Perhaps the most unexpectedly low-key performance of the night was given by Donna Murphy as the Witch. Of course it's best not to repeat note-for-note the showy turn of Bernadette Peters; if we wanted her, we'd listen to the CD and watch the DVD. However, I wasn't anticipating Ms. Murphy's choice of making the most fantastical and magical character of the show into one of the most naturalistic ones (tree branch hands aside). Her misery and outsider status were certainly there, but, devoid of the usual histrionics, she didn't work quite as well as the catalyst for the Baker and Wife's trip into the woods, which in turn acts as an agent of change in many of the others.
Two of the more effective actresses in this show were Sarah Stiles as Little Red Ridinghood and Jessie Mueller as Cinderella - perhaps because the wants of these characters are so clear, and in fact, made clearer through this re-staging. Little Red, seen here as a tart teen in roller derby guise, hides her vulnerability and lack of adult emotional and worldly intelligence with her nonchalant-tough exterior. She thinks that because she attracts the attention of a sexy rocker wolf with an "American Idol"-style growl (Ivan Hernandez), she's old enough to handle him - but she isn't, and her "I Know Things Now" holds even more "innocence-lost" resonance. Cinderella's problem is not a lack of awareness of others but of herself; she wants to attend the King's Festival but has a hard time figuring out if her head's been turned by the Prince or by the experience itself. She is so used to negative attention from her step-family that positive attention is perhaps confused with love. Both actresses gave a little more and a little weirder than what is usually expected in their roles, to much success.

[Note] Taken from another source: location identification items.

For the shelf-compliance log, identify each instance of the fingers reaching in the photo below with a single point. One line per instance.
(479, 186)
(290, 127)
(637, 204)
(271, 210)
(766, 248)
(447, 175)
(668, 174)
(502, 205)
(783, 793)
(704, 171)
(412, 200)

John Lee Beatty and Soutra Gilmour's enormous three-tier set allowed for a wondrous, creepy and highly adaptive workspace for the actors. It was both a part of and apart from the real trees that surrounded it - though it required some high-level endurance on the part of the performers who must climb up and down a series of stairs to get to each playing space. The orchestra was as it should be - crisp and unobtrusive, enough so that it was only because I was sitting next to a musician that I made an attempt to figure out where they'd been stashed, as they weren't clearly visible (for the record: on the middle level, behind the scenery).
All in all, a lot of the unexpected happens in Act 1 of INTO THE WOODS - and even more so in Act 2. But with a production that seems to favor visuals over emotions, why should I care?